Knowing that they wanted to make this a sustainable project and have it involve other students from the Honors Program, Blanton and his colleagues talked with some of their campus partners who worked in the College of Education. After meeting with a number of directors and various departments, they were able to get the project on its feet, and it’s still in operation to this day.
“Once that got going, one project led to the next,” Blanton said.
Blanton said several students within the program are working on publishing an undergraduate research journal, which they hope to release in the fall.
Blanton also said that many student ideas are facilitated by Aaron Stoller, the program’s associate director. Once students bring their project ideas to him, he and Blanton start the process of moving the projects forward.
“A lot of the program is about having the right people group at the right time, the sort of pioneering types who are going to make things happen,” Blanton said. “Now that we’re more mature, we’re really trying to expand our horizons and go more in depth.”
Yet despite the success of the Honors Program, Blanton stated that there have been significant drawbacks.
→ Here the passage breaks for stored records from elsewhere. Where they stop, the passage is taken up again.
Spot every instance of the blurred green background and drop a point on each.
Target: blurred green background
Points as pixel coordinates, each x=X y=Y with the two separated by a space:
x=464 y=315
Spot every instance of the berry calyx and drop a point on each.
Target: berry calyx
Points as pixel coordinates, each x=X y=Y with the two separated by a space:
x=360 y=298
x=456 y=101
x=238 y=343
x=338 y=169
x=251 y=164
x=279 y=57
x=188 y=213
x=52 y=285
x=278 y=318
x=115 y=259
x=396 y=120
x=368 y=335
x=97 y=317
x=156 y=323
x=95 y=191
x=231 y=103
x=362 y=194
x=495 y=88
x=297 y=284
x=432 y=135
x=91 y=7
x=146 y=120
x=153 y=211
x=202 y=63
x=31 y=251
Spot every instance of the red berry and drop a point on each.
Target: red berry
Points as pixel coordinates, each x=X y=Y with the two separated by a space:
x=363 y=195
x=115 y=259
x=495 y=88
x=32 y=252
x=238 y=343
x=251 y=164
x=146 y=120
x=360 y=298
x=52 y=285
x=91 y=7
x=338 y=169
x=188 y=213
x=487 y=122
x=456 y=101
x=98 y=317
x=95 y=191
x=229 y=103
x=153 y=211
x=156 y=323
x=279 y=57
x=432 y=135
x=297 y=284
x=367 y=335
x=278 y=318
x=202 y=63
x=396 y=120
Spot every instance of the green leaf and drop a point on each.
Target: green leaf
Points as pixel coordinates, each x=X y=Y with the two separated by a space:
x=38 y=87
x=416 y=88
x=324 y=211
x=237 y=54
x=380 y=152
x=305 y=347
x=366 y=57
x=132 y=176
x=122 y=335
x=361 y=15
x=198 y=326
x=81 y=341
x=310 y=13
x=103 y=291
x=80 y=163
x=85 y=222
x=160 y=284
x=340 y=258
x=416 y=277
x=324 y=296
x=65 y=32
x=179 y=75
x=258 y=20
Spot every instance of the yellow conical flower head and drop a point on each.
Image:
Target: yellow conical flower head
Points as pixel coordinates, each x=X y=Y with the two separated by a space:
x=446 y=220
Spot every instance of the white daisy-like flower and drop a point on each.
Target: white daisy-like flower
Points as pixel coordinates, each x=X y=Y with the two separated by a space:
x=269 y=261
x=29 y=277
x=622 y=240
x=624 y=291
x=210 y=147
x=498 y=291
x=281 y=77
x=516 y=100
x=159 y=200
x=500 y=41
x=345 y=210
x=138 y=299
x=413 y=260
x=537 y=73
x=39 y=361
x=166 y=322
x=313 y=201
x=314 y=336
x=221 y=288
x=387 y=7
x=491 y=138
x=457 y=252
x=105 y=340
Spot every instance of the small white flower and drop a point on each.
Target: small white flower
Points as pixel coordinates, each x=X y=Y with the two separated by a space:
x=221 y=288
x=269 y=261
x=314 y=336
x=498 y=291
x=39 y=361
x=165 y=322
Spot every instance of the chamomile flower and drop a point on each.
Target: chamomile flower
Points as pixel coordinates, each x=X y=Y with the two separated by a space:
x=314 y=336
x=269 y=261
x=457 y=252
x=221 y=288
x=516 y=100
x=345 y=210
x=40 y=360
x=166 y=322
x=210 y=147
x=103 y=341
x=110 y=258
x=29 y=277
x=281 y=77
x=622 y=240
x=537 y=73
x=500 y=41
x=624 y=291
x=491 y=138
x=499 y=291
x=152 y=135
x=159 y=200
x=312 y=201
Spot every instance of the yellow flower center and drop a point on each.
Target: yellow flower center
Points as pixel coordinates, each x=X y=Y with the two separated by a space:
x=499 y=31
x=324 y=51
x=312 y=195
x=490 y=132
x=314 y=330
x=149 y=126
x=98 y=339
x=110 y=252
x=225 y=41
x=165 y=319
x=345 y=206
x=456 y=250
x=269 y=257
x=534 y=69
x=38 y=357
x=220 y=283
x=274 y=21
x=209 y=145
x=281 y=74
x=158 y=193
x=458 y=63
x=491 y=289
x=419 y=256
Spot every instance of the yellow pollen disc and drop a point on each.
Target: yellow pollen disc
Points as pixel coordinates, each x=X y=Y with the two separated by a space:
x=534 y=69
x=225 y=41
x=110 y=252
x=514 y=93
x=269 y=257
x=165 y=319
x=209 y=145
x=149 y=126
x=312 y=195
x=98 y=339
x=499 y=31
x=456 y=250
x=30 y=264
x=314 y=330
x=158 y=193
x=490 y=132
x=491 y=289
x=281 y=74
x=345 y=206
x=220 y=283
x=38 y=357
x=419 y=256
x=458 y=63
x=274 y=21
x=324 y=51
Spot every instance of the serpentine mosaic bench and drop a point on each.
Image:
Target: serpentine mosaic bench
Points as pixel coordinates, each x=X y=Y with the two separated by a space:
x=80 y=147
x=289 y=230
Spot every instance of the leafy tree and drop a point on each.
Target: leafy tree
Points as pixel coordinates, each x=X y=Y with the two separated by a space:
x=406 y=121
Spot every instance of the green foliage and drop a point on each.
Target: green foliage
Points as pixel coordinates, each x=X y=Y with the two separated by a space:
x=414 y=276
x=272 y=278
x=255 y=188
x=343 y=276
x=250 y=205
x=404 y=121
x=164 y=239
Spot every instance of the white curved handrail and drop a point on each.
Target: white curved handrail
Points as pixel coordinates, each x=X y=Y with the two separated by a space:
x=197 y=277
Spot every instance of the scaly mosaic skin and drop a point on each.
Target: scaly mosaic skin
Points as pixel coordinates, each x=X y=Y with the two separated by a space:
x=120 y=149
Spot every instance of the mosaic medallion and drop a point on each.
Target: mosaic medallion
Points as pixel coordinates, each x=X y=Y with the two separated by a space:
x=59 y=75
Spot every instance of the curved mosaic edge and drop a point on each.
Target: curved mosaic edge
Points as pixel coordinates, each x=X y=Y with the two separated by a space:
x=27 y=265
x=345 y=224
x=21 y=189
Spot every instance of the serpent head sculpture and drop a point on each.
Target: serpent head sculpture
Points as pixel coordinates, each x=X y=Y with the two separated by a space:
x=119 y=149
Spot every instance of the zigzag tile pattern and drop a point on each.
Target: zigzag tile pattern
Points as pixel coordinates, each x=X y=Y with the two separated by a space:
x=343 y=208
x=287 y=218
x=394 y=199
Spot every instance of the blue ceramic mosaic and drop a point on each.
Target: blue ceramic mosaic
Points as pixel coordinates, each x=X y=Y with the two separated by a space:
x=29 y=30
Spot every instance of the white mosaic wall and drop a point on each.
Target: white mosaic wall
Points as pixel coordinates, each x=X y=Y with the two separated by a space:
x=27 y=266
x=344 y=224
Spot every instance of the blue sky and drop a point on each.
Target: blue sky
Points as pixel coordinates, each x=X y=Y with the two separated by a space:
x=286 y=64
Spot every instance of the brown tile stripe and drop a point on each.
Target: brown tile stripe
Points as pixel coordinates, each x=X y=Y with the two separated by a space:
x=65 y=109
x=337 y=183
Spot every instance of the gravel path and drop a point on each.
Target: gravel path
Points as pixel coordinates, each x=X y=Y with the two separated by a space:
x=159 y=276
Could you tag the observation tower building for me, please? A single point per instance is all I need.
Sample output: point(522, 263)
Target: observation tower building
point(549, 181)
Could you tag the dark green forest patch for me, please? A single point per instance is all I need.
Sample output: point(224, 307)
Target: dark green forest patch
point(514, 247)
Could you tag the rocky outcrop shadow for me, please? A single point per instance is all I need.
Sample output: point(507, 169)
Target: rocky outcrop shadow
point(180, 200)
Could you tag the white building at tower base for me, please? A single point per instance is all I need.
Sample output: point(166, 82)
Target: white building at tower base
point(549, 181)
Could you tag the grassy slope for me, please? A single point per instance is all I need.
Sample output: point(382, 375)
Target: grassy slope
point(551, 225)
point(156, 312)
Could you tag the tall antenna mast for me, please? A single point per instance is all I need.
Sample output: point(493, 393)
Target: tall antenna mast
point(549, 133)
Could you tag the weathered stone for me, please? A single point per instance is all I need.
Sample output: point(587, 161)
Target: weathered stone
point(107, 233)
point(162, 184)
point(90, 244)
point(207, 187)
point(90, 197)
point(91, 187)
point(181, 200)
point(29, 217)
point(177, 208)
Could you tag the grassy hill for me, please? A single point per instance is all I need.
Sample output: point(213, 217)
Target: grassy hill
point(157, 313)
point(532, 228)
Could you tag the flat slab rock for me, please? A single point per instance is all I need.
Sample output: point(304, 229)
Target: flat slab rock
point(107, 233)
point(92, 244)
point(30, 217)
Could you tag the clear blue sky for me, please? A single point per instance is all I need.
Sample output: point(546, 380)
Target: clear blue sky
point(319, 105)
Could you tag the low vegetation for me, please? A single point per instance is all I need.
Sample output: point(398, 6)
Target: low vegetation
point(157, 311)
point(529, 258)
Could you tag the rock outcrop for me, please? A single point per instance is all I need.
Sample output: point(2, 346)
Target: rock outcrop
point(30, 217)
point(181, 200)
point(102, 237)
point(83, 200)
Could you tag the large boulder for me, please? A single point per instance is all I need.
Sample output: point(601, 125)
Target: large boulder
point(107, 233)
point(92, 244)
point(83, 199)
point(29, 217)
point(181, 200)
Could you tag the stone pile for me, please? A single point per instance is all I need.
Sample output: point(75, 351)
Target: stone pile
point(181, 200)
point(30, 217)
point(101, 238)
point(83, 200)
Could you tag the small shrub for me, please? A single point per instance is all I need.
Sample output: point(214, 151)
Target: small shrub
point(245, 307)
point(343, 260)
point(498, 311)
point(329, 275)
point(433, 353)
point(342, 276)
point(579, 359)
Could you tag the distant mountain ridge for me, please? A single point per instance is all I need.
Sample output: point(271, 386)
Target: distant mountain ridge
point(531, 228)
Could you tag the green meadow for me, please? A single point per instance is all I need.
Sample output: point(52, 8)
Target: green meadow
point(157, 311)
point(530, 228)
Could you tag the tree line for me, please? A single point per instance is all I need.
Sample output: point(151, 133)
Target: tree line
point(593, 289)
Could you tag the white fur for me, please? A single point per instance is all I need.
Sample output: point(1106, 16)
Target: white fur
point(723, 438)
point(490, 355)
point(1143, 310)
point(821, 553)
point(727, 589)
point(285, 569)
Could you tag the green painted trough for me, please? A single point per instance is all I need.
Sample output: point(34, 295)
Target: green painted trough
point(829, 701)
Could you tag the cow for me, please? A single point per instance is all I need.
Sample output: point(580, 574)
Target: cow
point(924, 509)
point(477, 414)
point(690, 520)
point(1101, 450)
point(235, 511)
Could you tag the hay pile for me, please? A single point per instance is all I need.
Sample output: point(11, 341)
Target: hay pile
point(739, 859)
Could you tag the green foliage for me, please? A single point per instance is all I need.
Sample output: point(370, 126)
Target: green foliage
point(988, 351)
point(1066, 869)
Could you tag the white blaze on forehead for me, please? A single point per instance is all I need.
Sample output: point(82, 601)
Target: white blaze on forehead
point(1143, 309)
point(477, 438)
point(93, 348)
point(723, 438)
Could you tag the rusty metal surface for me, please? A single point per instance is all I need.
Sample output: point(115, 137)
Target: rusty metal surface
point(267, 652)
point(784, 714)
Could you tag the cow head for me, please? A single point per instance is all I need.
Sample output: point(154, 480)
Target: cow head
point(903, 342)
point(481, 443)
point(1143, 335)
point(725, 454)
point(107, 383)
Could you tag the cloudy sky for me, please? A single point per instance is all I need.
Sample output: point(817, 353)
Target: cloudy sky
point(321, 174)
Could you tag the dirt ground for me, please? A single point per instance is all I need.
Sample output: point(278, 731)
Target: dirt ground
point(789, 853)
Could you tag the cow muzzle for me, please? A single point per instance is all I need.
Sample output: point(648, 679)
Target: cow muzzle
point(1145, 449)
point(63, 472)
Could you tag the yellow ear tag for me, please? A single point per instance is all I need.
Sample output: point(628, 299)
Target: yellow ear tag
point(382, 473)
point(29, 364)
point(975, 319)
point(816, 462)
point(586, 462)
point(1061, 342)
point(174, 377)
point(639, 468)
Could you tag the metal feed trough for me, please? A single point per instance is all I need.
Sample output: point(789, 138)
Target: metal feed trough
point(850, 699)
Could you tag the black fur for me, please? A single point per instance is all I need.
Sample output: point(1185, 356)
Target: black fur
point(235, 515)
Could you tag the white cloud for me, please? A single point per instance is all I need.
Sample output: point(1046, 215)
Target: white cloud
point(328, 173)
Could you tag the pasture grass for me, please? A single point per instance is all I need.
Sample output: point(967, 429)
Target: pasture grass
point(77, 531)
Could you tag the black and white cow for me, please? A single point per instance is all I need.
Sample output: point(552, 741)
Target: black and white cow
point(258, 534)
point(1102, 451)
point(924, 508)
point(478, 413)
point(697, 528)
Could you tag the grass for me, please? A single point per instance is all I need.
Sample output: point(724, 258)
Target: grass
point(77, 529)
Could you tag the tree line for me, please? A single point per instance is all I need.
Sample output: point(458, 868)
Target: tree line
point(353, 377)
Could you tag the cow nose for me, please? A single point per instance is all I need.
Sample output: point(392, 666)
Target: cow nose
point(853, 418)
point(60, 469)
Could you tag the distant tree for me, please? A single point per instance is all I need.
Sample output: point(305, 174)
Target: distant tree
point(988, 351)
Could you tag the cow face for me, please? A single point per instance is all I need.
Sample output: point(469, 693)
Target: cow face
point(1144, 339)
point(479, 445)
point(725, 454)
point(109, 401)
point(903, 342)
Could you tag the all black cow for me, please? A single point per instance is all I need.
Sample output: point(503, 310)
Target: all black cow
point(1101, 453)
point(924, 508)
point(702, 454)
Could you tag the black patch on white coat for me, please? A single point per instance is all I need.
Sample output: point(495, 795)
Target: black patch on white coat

The biggest is acquiring a substantial amount of financial support for the program.
“It always comes down to money,” Blanton said. “The program was actually very well-funded at the beginning. And to a certain extent, just because of the way budgets work, it was a matter of resorting things around.”
Blanton said the main reason budget restraints are disappointing is because he and his colleagues know what the program is capable of. Without the proper financial support, the program’s seminars and student projects are more limited. He also said finances continue to be a struggle to this day.
Yet money is not the only problem. Blanton said that a prominent struggle is to have a diversity of majors represented within the program.
“It’s been an ongoing challenge to expand outside the sciences,” Blanton said. “There are a couple of problems that factor into that. One is getting across the notion to a prospective humanities student about why the honors program would be beneficial to them. Yet because there are several entry points into the program that aspect helps provide more diversified majors.”
Blanton said one of the reasons he felt it was a good time to leave is because more integration to the university fabric is difficult, given that N.C. State is college-centered. The Honors Program mainly composed of engineering students, and there is a continual under-representation of education and economics majors.
“Our ideal goal is for the diversified majors within our entering class to be reflective of the percentages of the university’s entering class,” Blanton said.
In terms of whether a new director has been selected, Blanton said they are still in the process of interviewing candidates for the position. Although his last day is currently scheduled to be June 30, Blanton said he will stay until a new director is officially hired. Blanton said he hopes the Honors Program will continue to thrive and receive strong support after he resigns.
Aaron Stoller, the assistant director of the University Honors Program, also expressed his gratitude toward Blanton.
“He has had a massive impact not only on the program, not only on the program but also on the University during this time,” Stoller said. “He is the first director, and so he has really shaped the foundation of everything the program is.”
“Always the most rewarding experience is working with the students,” Blanton said. “You get this kind of vicarious success where you see them from this very early stage, and where they’re at a point where they’ve got something but aren’t quite sure what they want to do. Then you see them go on to do all these great things, and that’s amazing. It’s the hardest thing to leave.”